EJI’s new video, Abbeville, documents the extraordinary journey of a family and community who overcame a century of silence to expose an American story about hard work and achievement, racial terrorism and exile, and the healing power of truth-telling.
A century ago, a white mob beat, stabbed, shot, and hung Mr. Crawford, a 56-year-old Black farmer, in the Abbeville, South Carolina, town square, after he dared to argue with a white merchant over the price of cottonseed. The patriarch of a large, multi-generational family, and the owner of 427 acres of land, Mr. Crawford was a successful farmer and leader whose murder had long-reaching effects.
The gruesome public murder, though committed openly, did not lead to prosecution or conviction for any members of the mob. Days after the lynching, Abbeville’s white residents “voted” to expel the Crawford family from the area and seize their property. When South Carolina’s governor declared himself powerless to protect the family from violence, most of the surviving relatives fled to destinations as distant as New York and Illinois, fragmenting the once strong and close-knit family.
It would take ongoing efforts over generations to begin to repair and reconnect those bonds through family reunions and the persistence of family elders who ensured that the younger generations saw Grandpa Crawford’s photograph at family gatherings and knew the story of both his life and death.
The short film documents and honors the Crawford family’s determination to tell their story. Doria Johnson was born in Chicago, 45 years after her great-great-grandfather’s lynching forced her family to flee north with Doria’s young grandmother wrapped in newspaper to shield her from the cold. On the 100th anniversary of the lynching, she addressed hundreds of community members, college students, and supporters from near and far who gathered together in Abbeville to witness and celebrate the unveiling of a historical marker bearing Mr. Crawford’s photograph and publicly declaring the previously unspoken truth of how his life ended.
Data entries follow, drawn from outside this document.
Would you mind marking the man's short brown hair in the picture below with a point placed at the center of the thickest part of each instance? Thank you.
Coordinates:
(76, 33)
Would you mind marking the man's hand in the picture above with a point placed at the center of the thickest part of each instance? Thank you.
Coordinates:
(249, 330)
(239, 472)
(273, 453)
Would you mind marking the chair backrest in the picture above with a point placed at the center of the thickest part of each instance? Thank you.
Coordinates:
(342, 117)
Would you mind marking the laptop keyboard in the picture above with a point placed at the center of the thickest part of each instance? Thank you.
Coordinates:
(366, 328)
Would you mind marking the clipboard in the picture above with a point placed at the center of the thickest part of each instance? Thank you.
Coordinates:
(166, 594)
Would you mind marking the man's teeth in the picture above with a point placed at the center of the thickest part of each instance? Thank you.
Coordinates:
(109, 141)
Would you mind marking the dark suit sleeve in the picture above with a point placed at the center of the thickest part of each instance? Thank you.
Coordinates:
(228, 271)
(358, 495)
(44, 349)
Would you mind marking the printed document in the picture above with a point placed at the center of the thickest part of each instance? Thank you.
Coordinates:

Ms. Johnson recalled how the beautiful photo of Grandpa Crawford and the painful story of his death shaped a curiosity and determination that stayed with her. As a young woman, she called the Abbeville church where Anthony Crawford had been a leader before his death, and found herself speaking to Phillip Crawford, a cousin she’d never known she had. From there, she helped lead more conversations, and research led to advocacy, publicity, and a push for public recognition that has finally come to fruition.
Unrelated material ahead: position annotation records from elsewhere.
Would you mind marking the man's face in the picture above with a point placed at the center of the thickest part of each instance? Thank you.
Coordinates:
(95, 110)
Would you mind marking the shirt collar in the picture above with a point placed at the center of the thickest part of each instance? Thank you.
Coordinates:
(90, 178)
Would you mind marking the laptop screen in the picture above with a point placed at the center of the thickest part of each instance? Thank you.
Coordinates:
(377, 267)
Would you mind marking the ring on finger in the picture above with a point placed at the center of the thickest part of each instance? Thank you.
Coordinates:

Family members collected soil from the site where Mr. Crawford was lynched, as part of EJI’s Community Remembrance Project, a campaign to recognize the victims of lynching by collecting soil from lynching sites and creating a memorial that acknowledges the horrors of racial injustice in America.
Alongside a stone monument to South Carolina statesman and avowed white supremacist John C. Calhoun, and within steps of a Confederate memorial bearing an inscription hailing the “right cause” of the Southern forces, EJI joined with community members to erect a new marker that provides a different perspective on history. The marker documents the Crawford story of racial terror, violence, and brutality, and a story of survival. Those present for the unveiling included more than 100 of Anthony Crawford’s descendants, who wore Black armbands and buttons in his memory, as well as members of the families of Angela Davis, Emmett Till, Ida B. Wells, and Malcolm X, who came to lend support and words of encouragement.
“For a long time, the Earth has been silent about the injury and injustice of what happened to Anthony Crawford,” said EJI Director Bryan Stevenson, who officiated the unveiling. “But today, we’re going to resurrect that truth.” As the marker was revealed, the crowd chanted, “We are here!”
To watch Abbeville is to witness the power of truth-telling to pave the way towards healing and reconciliation for individuals, families, communities, and EJI believes, our entire country. By erecting permanent markers that memorialize lynchings, EJI is working with communities to change the American landscape to tell a more complete and honest story about our history.
“America is a place where symbols are important, where markers are important. When you read that text on that marker, it’s the truth,” Ms. Johnson says in the film. “That’s a permanent marker. If you go do business in city hall, if you do business at the courthouse, you walk right past Anthony Crawford. And he’s looking back at you.”